32 ans


Aujourd’hui, j’ai 32 ans. J’ai 32 ans et je suis confinée. Je ne sais pas vraiment à quoi ressembleront les prochains jours ni la vie dans quelques mois.

En quelques semaines, beaucoup de certitudes ont volé en éclats. L’année dernière, je dinais en amoureux à la table d’un de mes restaurateurs préférés avant de prendre la route vers la mer. J’avais beaucoup de travail. J’avais insisté. C’était un caprice d’anniversaire, un caprice de petite fille qui refuse de grandir. Je savais que cela n’était pas le moment idéal de partir. C’était mon anniversaire et je voulais voir la mer. Alors, vers minuit, on a pris la route et on est allés voir la mer*.

On est arrivés au milieu de la nuit en Espagne. On s’est arrêtés à Bégur. Quelques heures plus tard, le ciel m’offrait le plus beau des levers de soleil. J’avais dormi deux heures, peut-être trois. J’ai pris mon ordinateur et je suis allée m’installer à la terrasse d’un café sur la place principale du village. J’ai siroté un zumo de naranja en répondant à mes mails.
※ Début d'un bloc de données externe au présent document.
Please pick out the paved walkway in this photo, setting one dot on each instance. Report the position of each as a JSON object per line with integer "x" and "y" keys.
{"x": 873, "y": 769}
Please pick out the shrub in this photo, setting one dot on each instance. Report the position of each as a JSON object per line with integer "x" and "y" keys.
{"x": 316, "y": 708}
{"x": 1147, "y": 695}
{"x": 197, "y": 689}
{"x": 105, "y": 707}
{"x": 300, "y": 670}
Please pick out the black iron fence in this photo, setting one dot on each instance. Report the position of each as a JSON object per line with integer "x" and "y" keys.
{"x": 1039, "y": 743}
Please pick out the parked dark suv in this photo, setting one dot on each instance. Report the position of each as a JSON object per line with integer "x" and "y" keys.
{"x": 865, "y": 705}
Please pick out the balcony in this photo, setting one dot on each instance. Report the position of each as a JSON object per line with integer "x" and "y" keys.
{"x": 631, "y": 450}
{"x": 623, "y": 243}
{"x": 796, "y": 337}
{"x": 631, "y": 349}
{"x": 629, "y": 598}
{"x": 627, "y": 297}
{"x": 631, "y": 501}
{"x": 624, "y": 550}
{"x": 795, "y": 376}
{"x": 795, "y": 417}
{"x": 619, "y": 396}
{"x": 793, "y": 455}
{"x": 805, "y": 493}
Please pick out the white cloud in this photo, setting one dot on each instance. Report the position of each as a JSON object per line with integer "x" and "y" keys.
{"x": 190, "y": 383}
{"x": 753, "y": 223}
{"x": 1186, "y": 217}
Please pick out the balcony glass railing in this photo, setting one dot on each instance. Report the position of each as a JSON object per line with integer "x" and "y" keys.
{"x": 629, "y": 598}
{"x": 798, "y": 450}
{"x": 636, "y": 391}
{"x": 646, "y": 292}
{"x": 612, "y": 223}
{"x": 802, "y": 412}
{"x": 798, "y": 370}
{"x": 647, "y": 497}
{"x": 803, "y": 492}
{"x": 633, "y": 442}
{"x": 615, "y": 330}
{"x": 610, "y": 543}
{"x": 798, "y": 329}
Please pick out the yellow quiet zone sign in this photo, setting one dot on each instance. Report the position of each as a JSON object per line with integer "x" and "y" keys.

Malgré la route, malgré la petite nuit, j’avais le sourire des jours heureux collés à mes lèvres.

A onze heures, j’avais un premier rendez-vous Skype et je serrai fort ma chance de pouvoir, sur un coup de coeur, prendre la poudre d’escampette. Vers treize heures, on est descendus au port de pêche. Je me souviens très bien d’avoir alors pensé que je n’aurais pas pu être plus heureuse qu’à ce moment-là. On a commandé, face à la mer, une paella et deux verres de sangria. On a trinqué à mon anniversaire et aux beaux jours. Le déjeuner s’est étiré jusqu’à tard dans l’après-midi. Cela sentait bon le bonheur et les jours ralentis.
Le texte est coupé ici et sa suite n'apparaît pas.